At the end of the overwrought day, gluten and I have had a dysfunctional relationship for a long time, a classic unrequited love affair: I loved it, but it just didn’t love me back. Or maybe it loved me, but it wasn’t in love with me.  And that’s why whenever I tried to get close with it, it hurt me.

And here’s the really weird part: I feel great.  Like, actually, really great.  My energy is through the roof, I have only had a few random moments of hip pain in the past three weeks, my mind feels clearer, my depression is under control, and I feel capable of doing whatever it takes to protect my hips and the rest of my body, to stay as mobile as possible for as long as possible.

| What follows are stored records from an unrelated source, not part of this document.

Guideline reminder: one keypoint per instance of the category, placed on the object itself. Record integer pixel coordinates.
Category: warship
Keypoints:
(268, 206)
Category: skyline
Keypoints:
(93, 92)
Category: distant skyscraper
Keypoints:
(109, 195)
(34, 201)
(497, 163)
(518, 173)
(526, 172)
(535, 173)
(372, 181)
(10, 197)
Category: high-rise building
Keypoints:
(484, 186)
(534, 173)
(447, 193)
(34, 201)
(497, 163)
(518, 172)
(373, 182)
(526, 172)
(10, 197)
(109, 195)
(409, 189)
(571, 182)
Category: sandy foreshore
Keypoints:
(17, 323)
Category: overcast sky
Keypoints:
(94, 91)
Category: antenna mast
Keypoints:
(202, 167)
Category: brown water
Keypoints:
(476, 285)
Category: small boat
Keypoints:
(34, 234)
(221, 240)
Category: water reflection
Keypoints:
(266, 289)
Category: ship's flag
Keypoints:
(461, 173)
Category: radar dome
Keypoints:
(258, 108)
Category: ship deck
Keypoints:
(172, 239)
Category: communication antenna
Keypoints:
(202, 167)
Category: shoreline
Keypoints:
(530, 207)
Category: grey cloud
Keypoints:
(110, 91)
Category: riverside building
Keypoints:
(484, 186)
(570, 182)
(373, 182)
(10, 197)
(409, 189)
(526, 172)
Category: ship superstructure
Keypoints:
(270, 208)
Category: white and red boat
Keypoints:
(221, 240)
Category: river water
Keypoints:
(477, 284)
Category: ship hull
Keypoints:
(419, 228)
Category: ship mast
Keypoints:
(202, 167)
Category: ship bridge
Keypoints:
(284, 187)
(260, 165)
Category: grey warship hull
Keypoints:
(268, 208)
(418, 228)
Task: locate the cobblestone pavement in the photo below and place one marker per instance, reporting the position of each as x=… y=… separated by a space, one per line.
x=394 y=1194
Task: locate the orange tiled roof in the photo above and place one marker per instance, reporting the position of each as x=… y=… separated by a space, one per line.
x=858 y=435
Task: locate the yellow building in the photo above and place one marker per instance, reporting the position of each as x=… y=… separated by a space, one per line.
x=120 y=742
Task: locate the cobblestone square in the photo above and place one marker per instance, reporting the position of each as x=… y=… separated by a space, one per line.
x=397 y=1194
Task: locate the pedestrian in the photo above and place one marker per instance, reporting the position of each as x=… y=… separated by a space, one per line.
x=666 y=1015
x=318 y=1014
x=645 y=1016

I’m not saying that a gluten-free diet is for everyone – this is absolutely not me standing on a soapbox.  But it is me saying that it’s so important to listen to our bodies, even when they are telling us things we don’t want to hear.  And it’s so important to listen to our health care providers (not just TV doctors!), even when they are telling us things we don’t want to hear.   It’s important to be open to the options that we don’t like, because they just may be the right options for us.

And if anyone can recommend a restaurant in Portland that is both hipster-free and  gluten-free, I’m all ears!